Does Exposure Have a Role to Play?

As stated above, the key to this treatment is response prevention.  There are only two types of exposures I use in treating sensorimotor OCD:

  1. Doing anything that has been avoided because of the symptoms.
  2. Setting reminders of the sensation.  This allows one to practice not engaging with the sensation even when it comes into awareness.  This exposure also underscores that awareness of the sensation is not the problem and does not need to be avoided.

Deliberately sustaining attention to the sensation (which is unfortunately the most common intervention that therapists try) is not an effective exposure.  In fact, it is just asking the patient to do a compulsion (directing attention toward the sensation) on purpose. Mindfulness is also not an effective intervention, because it does not distinguish between awareness and attention.

Sensorimotor as a Paradigm

Although this presentation of OCD is called ‘sensorimotor’ or ‘somatic,’ with both names implying a focus on the body, someone can have the same presentation of OCD without the focus being their body.  That kind of case may also benefit from the approach to treatment outlined above.

For example, sometimes the person’s focus is on certain thoughts being present.  These cases differ from typical ‘Pure O’ cases because the person is distressed by the very presence of the thought, as opposed to being distressed by some question that they are desperately trying to answer.

Cases like these are more similar to how people used to think about ‘Pure O’ in general (and how some people unfortunately still do). 

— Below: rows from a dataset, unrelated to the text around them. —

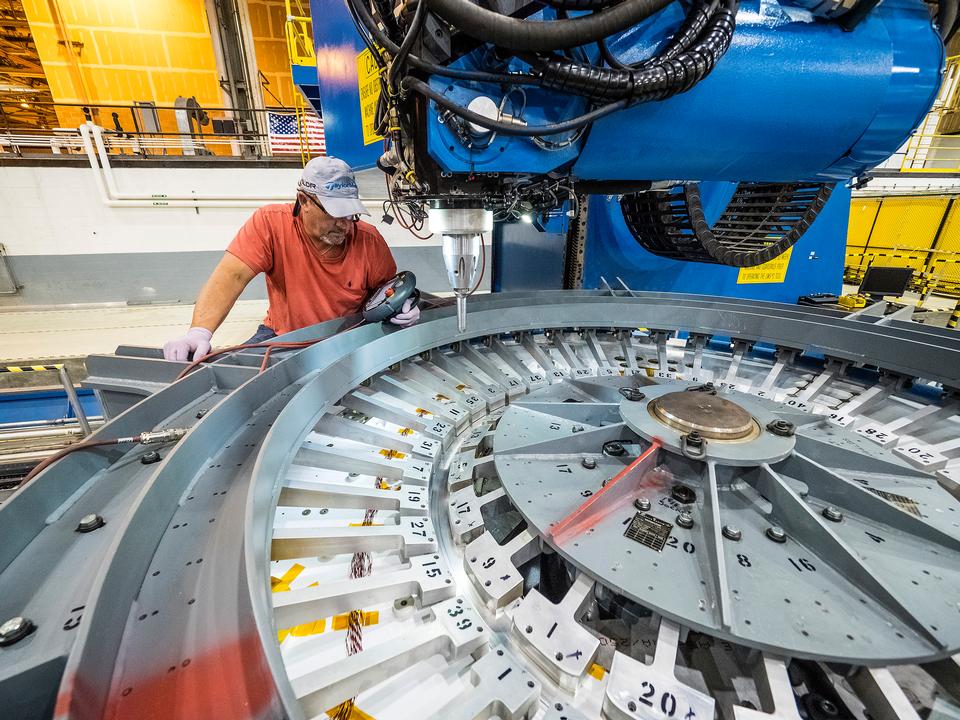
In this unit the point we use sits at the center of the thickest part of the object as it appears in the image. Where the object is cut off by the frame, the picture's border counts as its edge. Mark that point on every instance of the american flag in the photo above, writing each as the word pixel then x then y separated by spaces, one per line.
pixel 285 139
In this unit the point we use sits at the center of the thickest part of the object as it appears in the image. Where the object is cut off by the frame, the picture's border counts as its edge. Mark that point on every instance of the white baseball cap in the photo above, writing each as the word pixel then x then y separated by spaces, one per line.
pixel 331 181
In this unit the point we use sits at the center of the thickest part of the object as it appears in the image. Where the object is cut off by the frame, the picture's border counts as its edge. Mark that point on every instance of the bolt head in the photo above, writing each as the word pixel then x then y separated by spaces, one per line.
pixel 776 533
pixel 731 533
pixel 832 514
pixel 781 428
pixel 15 629
pixel 91 522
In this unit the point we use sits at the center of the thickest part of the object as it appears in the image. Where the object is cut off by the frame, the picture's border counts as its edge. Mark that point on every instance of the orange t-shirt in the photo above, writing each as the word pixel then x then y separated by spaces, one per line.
pixel 303 286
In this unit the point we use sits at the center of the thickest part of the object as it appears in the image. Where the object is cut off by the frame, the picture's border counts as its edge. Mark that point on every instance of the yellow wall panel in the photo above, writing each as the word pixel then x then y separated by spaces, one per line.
pixel 186 16
pixel 268 27
pixel 131 50
pixel 259 20
pixel 123 48
pixel 908 222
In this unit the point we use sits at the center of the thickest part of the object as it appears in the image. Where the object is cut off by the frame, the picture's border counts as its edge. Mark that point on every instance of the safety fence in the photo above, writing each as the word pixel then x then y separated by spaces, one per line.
pixel 922 233
pixel 935 145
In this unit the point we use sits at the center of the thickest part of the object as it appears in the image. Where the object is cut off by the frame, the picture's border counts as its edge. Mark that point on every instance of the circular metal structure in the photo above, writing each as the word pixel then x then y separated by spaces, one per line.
pixel 714 417
pixel 341 534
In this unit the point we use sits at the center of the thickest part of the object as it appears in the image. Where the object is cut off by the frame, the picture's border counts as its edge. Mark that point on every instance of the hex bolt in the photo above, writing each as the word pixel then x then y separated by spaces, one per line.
pixel 781 428
pixel 832 514
pixel 15 629
pixel 827 707
pixel 612 447
pixel 776 533
pixel 731 533
pixel 91 522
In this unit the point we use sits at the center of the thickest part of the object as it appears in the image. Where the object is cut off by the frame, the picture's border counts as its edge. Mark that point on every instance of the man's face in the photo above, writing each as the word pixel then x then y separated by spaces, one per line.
pixel 320 225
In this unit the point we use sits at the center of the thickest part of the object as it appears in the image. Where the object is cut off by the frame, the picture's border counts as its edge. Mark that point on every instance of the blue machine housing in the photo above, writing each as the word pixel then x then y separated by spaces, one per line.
pixel 815 262
pixel 794 98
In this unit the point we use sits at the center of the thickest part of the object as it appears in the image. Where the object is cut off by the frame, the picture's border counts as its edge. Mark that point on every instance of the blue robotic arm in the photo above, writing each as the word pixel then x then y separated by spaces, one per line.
pixel 501 107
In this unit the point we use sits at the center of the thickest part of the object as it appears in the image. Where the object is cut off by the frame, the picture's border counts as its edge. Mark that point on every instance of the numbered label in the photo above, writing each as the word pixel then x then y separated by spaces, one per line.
pixel 658 697
pixel 921 455
pixel 879 434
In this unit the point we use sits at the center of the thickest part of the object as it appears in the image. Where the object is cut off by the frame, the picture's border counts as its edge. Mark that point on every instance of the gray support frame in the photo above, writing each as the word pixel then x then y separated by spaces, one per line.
pixel 80 666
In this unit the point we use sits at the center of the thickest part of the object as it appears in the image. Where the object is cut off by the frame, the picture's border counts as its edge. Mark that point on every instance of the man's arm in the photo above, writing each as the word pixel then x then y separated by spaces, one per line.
pixel 221 291
pixel 216 299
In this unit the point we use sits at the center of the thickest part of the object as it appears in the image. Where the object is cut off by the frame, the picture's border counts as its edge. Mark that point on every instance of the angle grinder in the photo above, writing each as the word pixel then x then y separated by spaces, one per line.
pixel 389 298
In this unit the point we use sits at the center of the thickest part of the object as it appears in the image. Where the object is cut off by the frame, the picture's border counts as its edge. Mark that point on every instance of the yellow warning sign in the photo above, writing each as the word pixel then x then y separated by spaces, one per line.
pixel 368 83
pixel 770 272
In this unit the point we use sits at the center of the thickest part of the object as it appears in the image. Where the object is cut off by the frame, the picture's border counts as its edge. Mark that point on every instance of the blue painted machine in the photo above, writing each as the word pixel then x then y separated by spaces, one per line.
pixel 709 131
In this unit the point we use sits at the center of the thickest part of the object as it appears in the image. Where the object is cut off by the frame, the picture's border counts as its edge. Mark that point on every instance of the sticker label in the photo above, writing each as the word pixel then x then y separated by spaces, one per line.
pixel 774 271
pixel 368 85
pixel 878 433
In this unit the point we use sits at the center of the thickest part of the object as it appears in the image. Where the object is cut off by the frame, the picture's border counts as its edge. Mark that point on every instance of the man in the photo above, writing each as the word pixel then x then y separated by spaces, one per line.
pixel 320 260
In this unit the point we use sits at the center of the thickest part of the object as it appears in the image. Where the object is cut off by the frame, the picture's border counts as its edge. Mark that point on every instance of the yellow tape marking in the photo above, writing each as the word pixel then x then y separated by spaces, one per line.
pixel 773 271
pixel 596 671
pixel 282 583
pixel 355 712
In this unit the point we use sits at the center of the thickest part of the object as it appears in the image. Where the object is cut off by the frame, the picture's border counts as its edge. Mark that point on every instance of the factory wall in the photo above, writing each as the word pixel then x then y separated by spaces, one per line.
pixel 65 246
pixel 919 232
pixel 268 27
pixel 124 50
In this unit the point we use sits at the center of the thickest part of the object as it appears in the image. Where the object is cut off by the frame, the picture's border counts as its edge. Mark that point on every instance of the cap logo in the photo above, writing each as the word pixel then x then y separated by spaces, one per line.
pixel 346 183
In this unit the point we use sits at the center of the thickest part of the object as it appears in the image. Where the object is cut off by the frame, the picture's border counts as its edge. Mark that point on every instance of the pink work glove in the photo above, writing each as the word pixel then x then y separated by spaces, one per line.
pixel 196 341
pixel 408 315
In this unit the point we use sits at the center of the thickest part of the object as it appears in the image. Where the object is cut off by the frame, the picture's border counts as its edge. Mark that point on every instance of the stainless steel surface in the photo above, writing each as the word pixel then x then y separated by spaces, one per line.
pixel 274 455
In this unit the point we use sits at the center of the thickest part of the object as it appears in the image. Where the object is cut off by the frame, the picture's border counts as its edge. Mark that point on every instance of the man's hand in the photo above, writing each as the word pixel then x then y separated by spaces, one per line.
pixel 408 315
pixel 196 341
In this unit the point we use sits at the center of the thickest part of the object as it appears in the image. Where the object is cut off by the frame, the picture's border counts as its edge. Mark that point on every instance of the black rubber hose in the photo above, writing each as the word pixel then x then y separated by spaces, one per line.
pixel 411 83
pixel 685 35
pixel 656 82
pixel 538 36
pixel 366 19
pixel 582 4
pixel 398 60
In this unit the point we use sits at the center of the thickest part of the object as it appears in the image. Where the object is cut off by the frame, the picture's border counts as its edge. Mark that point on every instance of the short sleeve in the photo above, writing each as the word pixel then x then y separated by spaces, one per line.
pixel 254 243
pixel 381 266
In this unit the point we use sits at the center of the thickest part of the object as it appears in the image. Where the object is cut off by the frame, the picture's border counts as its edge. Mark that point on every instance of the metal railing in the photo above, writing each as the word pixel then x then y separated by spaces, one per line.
pixel 151 130
pixel 930 148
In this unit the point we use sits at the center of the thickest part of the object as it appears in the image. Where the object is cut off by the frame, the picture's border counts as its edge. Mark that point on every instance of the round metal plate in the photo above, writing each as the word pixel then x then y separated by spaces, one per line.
pixel 732 423
pixel 832 590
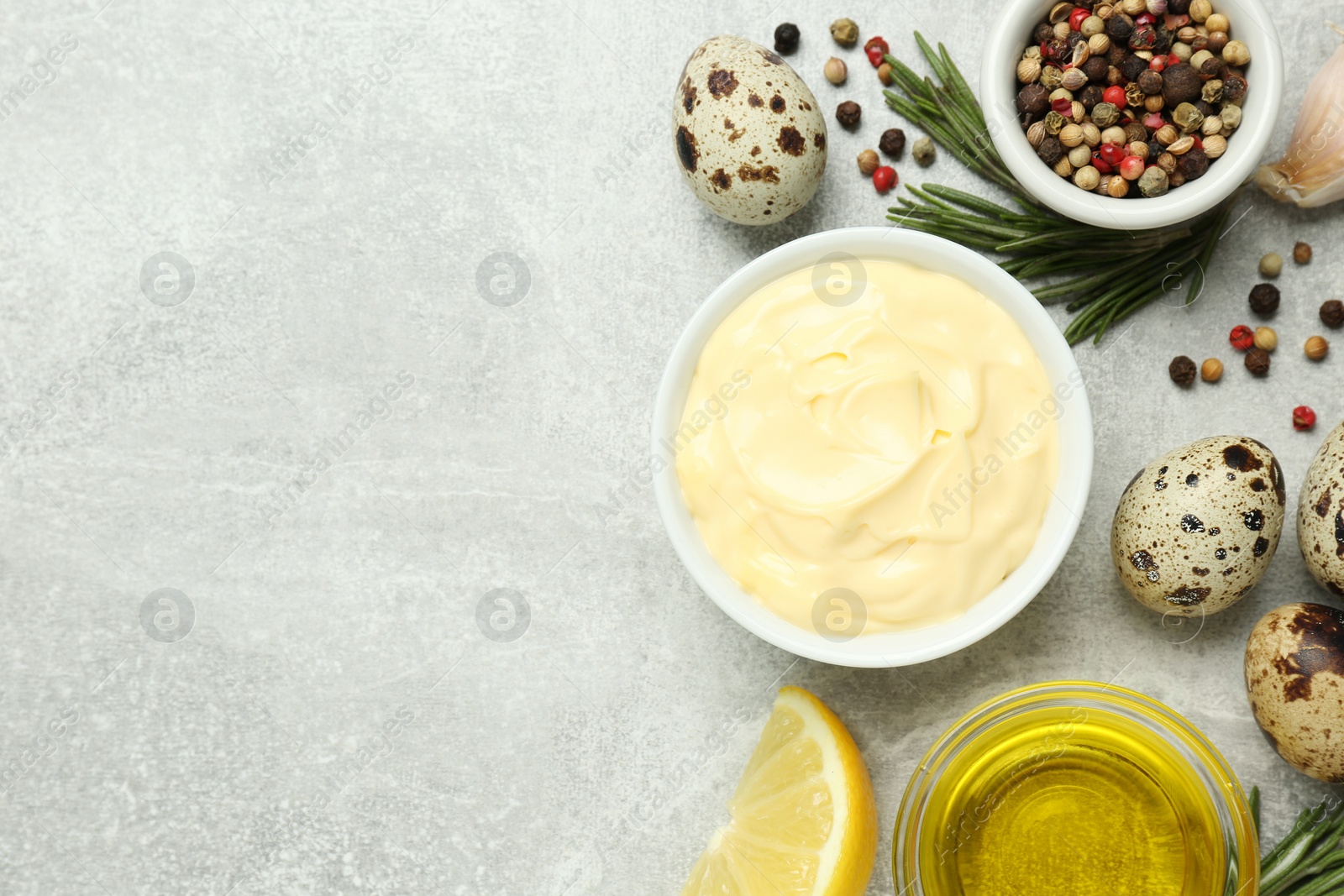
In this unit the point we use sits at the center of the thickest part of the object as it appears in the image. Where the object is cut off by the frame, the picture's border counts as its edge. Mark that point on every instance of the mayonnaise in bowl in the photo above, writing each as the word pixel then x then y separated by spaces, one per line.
pixel 900 445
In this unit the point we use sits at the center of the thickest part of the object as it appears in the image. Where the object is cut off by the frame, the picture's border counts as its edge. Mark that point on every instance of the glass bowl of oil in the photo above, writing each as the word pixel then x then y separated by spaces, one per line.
pixel 1079 789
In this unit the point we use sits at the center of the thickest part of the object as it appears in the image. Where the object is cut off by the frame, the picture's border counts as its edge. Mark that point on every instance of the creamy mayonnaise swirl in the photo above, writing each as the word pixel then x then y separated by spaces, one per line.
pixel 902 446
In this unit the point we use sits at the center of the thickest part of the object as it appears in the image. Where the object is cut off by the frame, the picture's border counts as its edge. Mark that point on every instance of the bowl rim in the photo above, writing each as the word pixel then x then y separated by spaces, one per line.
pixel 1225 789
pixel 1252 23
pixel 1070 490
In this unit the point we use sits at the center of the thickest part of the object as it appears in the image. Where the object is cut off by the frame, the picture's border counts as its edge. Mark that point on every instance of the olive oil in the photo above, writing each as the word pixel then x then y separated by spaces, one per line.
pixel 1070 801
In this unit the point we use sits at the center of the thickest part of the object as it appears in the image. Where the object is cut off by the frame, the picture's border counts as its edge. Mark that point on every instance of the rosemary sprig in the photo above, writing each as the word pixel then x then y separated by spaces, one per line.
pixel 1310 862
pixel 1102 275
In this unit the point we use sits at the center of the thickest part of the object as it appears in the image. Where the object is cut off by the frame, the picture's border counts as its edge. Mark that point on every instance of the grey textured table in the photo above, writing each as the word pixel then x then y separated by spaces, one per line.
pixel 333 448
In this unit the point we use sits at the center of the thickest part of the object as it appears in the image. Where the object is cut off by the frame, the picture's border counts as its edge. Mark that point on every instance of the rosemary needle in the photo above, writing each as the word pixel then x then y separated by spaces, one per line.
pixel 1099 273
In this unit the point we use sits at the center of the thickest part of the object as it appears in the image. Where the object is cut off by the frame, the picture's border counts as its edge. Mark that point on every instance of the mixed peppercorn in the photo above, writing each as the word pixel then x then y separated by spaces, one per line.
pixel 848 113
pixel 1132 97
pixel 1260 343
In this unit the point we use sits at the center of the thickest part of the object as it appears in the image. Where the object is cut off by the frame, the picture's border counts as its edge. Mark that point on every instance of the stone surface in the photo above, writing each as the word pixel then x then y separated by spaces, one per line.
pixel 319 708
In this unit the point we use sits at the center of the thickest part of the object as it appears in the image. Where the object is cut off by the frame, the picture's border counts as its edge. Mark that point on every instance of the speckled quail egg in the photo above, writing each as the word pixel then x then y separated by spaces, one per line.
pixel 1196 528
pixel 750 139
pixel 1294 679
pixel 1320 513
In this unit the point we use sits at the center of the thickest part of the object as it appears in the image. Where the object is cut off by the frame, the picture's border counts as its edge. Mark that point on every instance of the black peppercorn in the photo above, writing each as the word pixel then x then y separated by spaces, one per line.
pixel 1193 164
pixel 893 143
pixel 1032 100
pixel 1133 66
pixel 1050 150
pixel 1263 298
pixel 1332 313
pixel 1182 369
pixel 1090 96
pixel 1180 83
pixel 1214 67
pixel 848 113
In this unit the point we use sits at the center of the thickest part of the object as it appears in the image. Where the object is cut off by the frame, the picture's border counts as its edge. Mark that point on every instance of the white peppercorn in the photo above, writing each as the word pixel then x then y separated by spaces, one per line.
pixel 1028 71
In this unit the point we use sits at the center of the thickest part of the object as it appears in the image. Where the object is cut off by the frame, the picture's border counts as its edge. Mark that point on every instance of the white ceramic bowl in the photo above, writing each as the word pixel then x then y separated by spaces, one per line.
pixel 1062 517
pixel 1252 23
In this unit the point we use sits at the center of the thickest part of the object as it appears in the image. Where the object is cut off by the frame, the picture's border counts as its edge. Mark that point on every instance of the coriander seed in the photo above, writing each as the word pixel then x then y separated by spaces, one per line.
pixel 1263 298
pixel 835 70
pixel 1236 54
pixel 924 152
pixel 893 143
pixel 1332 313
pixel 1257 362
pixel 844 31
pixel 848 114
pixel 1182 369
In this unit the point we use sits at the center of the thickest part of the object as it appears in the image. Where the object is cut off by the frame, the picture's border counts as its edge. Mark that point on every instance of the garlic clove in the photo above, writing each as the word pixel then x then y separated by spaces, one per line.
pixel 1310 174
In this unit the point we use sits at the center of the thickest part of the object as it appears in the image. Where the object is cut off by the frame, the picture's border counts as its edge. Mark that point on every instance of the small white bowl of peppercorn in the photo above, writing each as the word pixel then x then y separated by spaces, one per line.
pixel 1137 113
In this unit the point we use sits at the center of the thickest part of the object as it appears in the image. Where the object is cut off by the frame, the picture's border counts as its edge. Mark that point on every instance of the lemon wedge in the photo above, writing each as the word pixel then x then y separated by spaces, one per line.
pixel 803 817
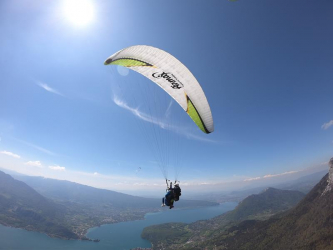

The sensorimotor paradigm can also be applied to some cases of tinnitus and depersonalization-derealization (DPDR).  This is not to say that all such cases involve hyperattention, nor that applying this treatment can completely resolve those symptoms. It’s just to say that in some such cases hyperattention may play a role, and that in those cases the treatment outlined in this article may be helpful.

Sensorimotor as Type 3

Based on my clinical experience, I believe that sensorimotor cases – both those that are focused on the body and those that are not – are generally the third type of OCD case discussed here.  This has implications for addressing the emotional dynamics underlying symptoms.

Conclusion

On a cognitive-behavioral level, the treatment for sensorimotor is very straightforward.  The key is distinguishing between awareness and attention.  If you stop fighting the mental processes you can’t control and start fighting the ones you can, you will start to feel better soon.








Please note that this article is for your information only and does not constitute clinical advice or establish a patient-psychologist relationship.